The Quebec commission countered by claiming this was always how they’ve done things, which simply put doesn’t seem to be true at all:

You only have to go back a single year, to March 2012, to see that they certainly have announced decimals in some instances. At Ringside MMA 13, sanctioned by the same commission, main event fighters Paul Cheng and Eric Barrak were announced at 252.8 and 237.6, respectively, despite the fact that the decimals had no bearing on their making weight (the heavyweight limit is 265 pounds). The rest of the fighters on the card were announced the same way.
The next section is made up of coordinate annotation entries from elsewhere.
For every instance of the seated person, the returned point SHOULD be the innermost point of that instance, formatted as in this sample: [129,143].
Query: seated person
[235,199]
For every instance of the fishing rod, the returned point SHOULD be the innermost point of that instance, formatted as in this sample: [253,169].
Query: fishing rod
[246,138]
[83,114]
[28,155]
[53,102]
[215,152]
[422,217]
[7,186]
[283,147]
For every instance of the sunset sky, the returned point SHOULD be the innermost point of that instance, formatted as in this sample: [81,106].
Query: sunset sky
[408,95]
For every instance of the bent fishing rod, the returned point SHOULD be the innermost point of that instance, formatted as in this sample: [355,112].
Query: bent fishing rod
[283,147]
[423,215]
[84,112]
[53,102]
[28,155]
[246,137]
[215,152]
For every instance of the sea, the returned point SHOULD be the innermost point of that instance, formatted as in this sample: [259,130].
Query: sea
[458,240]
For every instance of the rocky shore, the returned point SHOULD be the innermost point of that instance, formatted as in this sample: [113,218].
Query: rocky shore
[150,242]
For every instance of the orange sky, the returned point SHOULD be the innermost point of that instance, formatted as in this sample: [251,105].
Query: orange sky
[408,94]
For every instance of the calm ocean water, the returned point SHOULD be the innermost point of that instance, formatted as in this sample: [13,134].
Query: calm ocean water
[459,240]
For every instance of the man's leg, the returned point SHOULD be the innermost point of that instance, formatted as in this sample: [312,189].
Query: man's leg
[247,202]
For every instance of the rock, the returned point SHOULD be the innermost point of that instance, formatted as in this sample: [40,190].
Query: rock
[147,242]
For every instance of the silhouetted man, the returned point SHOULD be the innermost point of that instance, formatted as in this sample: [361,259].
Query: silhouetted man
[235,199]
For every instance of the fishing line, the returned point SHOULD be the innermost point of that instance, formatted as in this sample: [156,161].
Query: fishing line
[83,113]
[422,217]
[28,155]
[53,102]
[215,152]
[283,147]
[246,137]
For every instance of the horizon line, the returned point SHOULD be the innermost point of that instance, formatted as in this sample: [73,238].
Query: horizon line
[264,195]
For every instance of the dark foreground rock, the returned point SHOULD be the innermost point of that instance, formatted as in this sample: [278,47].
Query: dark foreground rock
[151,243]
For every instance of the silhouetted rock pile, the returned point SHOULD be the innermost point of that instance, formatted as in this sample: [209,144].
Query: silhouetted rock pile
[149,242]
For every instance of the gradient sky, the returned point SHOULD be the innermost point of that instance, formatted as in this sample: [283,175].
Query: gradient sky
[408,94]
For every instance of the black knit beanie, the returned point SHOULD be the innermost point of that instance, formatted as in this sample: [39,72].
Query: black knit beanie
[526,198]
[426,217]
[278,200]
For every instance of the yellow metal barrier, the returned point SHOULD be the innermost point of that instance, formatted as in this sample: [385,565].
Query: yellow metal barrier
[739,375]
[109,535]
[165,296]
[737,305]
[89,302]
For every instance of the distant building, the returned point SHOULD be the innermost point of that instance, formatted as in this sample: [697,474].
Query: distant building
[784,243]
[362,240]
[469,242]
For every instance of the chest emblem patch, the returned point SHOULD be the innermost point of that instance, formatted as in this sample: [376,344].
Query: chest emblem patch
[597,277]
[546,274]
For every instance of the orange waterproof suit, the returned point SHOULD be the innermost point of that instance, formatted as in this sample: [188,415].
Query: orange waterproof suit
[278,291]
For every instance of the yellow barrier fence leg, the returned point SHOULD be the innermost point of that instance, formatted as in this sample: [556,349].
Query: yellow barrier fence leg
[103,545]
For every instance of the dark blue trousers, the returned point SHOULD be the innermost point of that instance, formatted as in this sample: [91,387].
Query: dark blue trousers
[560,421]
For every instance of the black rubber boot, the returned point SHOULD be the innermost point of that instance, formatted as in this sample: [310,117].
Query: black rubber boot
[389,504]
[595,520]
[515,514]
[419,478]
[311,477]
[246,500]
The year before that, a championship boxing match between Bernard Hopkins and Jean Pascal that was overseen by the same commission with the same rules that govern combat sports featured weigh-ins that also announced decimals. Interestingly in that fight, Hopkins weighed in at 175.9. The division’s limit was 175, and instead of ditching the decimal, as they claim to do, the commission allowed Hopkins to cut more weight, which is against their own rules. He eventually checked in at 175 even. In that case, the rules seemed to play in Pascal’s favor. Like St-Pierre, he happens to be a local star.

On top of that, there’s nothing in the Quebec commission rulebook about this rounding down nonsense, but there IS something about the scale needing to be accurate to a tenth of a kilogram. So if there is a rounding procedure, it is definitely unofficial and contradictory to how the rules say things should be run.

But while Diaz is definitely in the right to claim the commission broke their own rules and pulled some strange shit, it boils down to strange shit over one pound. If they dragged a naked and unconscious GSP onto the scale and draped a towel over his johnson, then maybe we’d have a proper scandal we could attach a -Gate suffix to. As it stands, there is STILL no evidence that Georges wasn’t 170 on the nose anyways. And absolutely no basis in reality to claim a fraction of a pound was the reason Georges dominated that fight 50-45.

Meanwhile, according to Diaz’s lawyer, “Mr. St-Pierre remains legally and ethically obligated to fight Mr. Diaz at 170 pounds or else vacate the belt in favor of those prepared to fight at welterweight.” Yes, this is seriously where they are going with this whole thing.